We’re about to release a new product, and someone asked how we are gearing up our marketing for its introduction. The answer is we’re not. His question is rational, but it’s comes from a place that says if you surround a new product with marketing, you increase the chance of success.
The problem is that this assumes customers want this marketing and will trust the messages. It is wise to assume most customers distrust marketing, they have little time or patience, and they are smarter than how most advertising treats them. New products particularly face this reality.
Wouldn’t you be more likely to buy a new product if someone other than the company selling it recommended it? How often do you believe claims abut new products?
What we find works is releasing a product, getting it into the hands of a bunch of customers, listening to their criticism and ideas, and then building on their word of mouth. When this first group of customers starts telling you the product is actually useful and they want to keep it, then you might have something. Customers talking about a product generate far more sales than our claims.
The last thing you want is a whole bunch of customers running into your store because they saw some great ad, and then acting disappointed when they see your new pots and pans. Introduce the pots and pans more slowly.
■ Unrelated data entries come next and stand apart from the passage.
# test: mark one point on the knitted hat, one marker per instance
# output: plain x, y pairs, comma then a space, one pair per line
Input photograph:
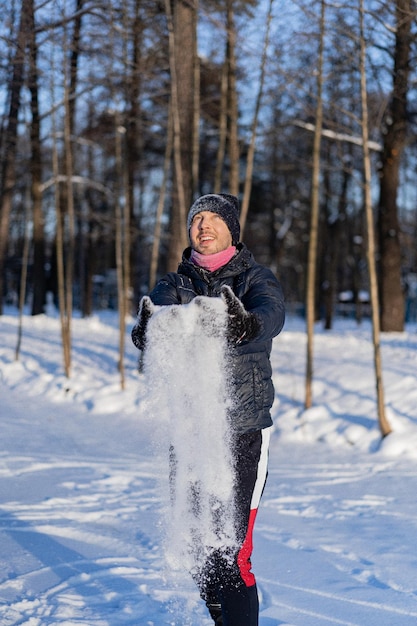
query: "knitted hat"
225, 205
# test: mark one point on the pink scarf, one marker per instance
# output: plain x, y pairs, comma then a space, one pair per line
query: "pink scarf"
212, 262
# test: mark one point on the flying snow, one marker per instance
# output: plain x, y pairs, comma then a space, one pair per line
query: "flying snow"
187, 376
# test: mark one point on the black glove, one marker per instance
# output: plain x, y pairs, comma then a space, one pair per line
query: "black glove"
242, 325
139, 330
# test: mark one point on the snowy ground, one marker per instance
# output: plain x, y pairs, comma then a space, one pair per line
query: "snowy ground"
80, 509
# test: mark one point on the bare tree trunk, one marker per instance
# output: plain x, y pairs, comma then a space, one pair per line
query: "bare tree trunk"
182, 32
233, 113
315, 205
159, 211
60, 259
120, 241
221, 149
251, 151
8, 174
38, 274
383, 422
23, 276
392, 296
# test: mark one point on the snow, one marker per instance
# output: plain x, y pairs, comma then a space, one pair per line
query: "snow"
82, 516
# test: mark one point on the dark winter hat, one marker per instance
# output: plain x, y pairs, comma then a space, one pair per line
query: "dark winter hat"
225, 205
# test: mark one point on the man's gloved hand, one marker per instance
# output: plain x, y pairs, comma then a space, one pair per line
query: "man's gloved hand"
146, 308
242, 325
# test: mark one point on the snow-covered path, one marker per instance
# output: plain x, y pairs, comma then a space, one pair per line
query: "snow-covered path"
81, 513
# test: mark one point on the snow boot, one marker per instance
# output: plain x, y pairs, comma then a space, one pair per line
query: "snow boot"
215, 611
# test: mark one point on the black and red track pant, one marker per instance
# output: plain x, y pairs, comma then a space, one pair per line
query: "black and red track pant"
227, 579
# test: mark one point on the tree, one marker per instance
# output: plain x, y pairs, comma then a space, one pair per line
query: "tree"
382, 420
10, 136
315, 205
182, 33
395, 137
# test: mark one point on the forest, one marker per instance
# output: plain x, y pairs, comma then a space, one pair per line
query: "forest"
116, 115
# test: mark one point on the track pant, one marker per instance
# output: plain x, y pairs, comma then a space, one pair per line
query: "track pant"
227, 579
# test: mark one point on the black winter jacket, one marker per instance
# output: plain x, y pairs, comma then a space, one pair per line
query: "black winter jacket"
260, 292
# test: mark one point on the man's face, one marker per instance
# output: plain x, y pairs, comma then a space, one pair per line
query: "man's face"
209, 233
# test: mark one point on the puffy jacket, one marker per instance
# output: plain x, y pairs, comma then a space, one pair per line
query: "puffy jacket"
260, 292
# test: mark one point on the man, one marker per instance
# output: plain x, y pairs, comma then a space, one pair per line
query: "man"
217, 265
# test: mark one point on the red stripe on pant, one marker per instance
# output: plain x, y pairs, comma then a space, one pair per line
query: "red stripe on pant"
245, 553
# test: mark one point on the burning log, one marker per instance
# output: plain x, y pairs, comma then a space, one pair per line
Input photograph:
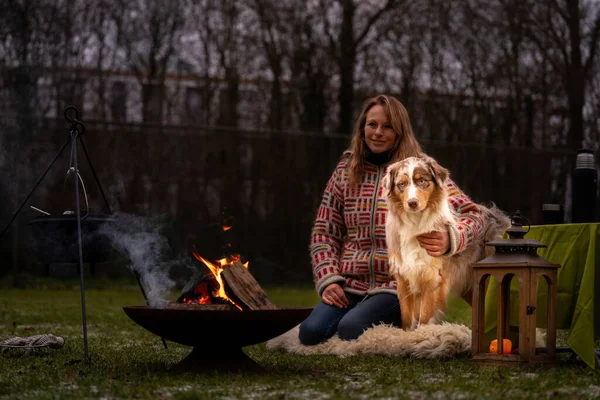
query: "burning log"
245, 288
195, 306
229, 285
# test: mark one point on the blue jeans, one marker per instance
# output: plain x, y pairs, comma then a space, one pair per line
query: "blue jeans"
362, 313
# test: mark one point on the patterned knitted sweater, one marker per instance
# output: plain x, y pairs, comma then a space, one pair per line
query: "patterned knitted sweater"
348, 237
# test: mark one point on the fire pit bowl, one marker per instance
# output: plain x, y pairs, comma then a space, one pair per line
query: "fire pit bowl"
217, 336
55, 238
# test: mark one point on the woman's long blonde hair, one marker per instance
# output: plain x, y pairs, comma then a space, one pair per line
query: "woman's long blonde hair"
406, 144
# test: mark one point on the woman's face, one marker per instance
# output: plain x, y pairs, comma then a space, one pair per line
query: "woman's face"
379, 135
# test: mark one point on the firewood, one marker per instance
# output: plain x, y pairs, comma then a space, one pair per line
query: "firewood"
203, 307
242, 285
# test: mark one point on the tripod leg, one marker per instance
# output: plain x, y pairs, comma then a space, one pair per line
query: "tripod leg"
80, 245
94, 174
34, 187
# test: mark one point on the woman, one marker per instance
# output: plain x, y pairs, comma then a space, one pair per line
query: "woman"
348, 248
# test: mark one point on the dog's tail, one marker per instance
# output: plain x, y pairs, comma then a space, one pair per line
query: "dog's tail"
497, 221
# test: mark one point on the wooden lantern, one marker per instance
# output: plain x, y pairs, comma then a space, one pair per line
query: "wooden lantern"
514, 257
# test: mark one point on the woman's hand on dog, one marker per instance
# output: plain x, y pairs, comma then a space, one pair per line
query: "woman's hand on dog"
436, 243
334, 295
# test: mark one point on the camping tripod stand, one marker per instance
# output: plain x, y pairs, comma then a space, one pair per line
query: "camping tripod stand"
76, 131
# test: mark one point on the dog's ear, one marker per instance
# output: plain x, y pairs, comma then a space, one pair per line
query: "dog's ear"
440, 174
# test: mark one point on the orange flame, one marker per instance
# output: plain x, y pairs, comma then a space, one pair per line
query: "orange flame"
217, 270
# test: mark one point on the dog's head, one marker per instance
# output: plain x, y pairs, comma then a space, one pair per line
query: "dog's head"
414, 184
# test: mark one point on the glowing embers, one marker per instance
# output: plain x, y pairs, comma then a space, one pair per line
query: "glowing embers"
212, 288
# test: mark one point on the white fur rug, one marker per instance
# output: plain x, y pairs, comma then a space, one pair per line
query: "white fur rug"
427, 341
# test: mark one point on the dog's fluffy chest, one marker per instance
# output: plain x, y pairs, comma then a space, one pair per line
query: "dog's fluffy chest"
417, 265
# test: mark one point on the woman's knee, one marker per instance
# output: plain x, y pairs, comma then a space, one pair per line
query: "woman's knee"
311, 333
349, 329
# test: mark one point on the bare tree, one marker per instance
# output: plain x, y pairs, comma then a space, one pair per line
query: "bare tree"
150, 34
350, 23
567, 34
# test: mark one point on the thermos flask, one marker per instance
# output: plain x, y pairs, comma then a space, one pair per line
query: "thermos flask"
584, 187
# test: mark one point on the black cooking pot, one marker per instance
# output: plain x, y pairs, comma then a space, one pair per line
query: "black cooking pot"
55, 238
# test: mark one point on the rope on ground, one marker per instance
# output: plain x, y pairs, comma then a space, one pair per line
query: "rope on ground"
27, 344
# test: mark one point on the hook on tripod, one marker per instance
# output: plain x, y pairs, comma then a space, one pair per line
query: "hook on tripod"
77, 126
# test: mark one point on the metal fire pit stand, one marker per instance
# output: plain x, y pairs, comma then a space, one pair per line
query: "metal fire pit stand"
76, 131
Unfortunately most people can’t wait, and marketing testosterone usually trumps sensitivity to customers.
Which leads to the second common trap when marketing new products. Claims are more easily wrong before lots of customers whack away at the product. Your customers can give you tremendous insight into what works and what sucks. If you collect enough of this data, you can produce straightforward, useful information about your product, and skip the claims. Introduce your marketing once you really have a grip on how people outside your company view your product.
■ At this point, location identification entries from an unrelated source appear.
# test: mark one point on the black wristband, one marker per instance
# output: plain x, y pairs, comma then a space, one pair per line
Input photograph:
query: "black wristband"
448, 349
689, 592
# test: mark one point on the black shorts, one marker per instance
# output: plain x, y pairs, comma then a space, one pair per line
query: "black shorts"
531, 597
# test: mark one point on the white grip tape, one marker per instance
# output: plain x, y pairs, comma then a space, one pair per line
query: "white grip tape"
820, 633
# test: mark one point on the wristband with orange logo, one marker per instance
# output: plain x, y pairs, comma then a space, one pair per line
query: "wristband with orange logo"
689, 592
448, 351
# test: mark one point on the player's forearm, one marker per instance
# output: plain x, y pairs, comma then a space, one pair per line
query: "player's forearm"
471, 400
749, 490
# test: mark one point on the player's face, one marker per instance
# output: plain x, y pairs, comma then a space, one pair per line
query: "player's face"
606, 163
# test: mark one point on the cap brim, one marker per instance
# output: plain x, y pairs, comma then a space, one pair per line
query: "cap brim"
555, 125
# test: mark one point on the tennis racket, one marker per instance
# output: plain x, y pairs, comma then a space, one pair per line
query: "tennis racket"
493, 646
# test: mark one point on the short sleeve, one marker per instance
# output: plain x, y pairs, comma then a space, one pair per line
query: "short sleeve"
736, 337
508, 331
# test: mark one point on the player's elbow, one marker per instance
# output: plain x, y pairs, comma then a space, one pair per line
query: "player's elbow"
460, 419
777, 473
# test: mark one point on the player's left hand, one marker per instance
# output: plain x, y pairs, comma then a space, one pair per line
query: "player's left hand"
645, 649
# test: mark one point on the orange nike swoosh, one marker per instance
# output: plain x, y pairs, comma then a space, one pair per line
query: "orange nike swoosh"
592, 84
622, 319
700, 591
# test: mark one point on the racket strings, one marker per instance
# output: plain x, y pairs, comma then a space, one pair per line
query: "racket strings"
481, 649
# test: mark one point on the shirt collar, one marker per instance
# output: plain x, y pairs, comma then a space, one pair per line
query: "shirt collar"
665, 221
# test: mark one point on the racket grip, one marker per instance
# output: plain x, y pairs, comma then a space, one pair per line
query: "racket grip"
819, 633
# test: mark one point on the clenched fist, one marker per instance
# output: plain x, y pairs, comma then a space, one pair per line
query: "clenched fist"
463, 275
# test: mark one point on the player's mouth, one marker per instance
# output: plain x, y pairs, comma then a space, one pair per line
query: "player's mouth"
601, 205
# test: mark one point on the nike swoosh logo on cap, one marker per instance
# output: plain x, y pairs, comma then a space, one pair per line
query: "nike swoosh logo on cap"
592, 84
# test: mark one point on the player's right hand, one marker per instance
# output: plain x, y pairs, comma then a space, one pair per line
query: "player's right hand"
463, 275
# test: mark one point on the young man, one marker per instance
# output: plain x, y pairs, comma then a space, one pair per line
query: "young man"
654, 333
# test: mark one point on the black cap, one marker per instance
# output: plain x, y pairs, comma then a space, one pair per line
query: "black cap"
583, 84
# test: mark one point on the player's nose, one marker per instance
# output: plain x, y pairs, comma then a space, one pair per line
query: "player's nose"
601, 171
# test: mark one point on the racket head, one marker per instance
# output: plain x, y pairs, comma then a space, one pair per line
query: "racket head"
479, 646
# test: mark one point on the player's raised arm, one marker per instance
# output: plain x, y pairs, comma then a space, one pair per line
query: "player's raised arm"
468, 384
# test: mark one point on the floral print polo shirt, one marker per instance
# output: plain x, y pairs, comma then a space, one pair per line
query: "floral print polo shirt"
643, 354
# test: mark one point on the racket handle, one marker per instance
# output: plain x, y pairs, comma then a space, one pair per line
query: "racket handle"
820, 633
I very much concur with this line of reasoning and the idea of letting a good product shine without overlaying artificial messages which potential consumers have learned to largely ignore.
On one of my projects, I have recently needed to find some middle ground with an old-school marketing fellow who is pushing his approaches while I advocate toning down the messaging and relying on iterative design to increase usability and hence user commitment.
word of mouth is marketing!!! so you just use one marketing tool instead of a bunch!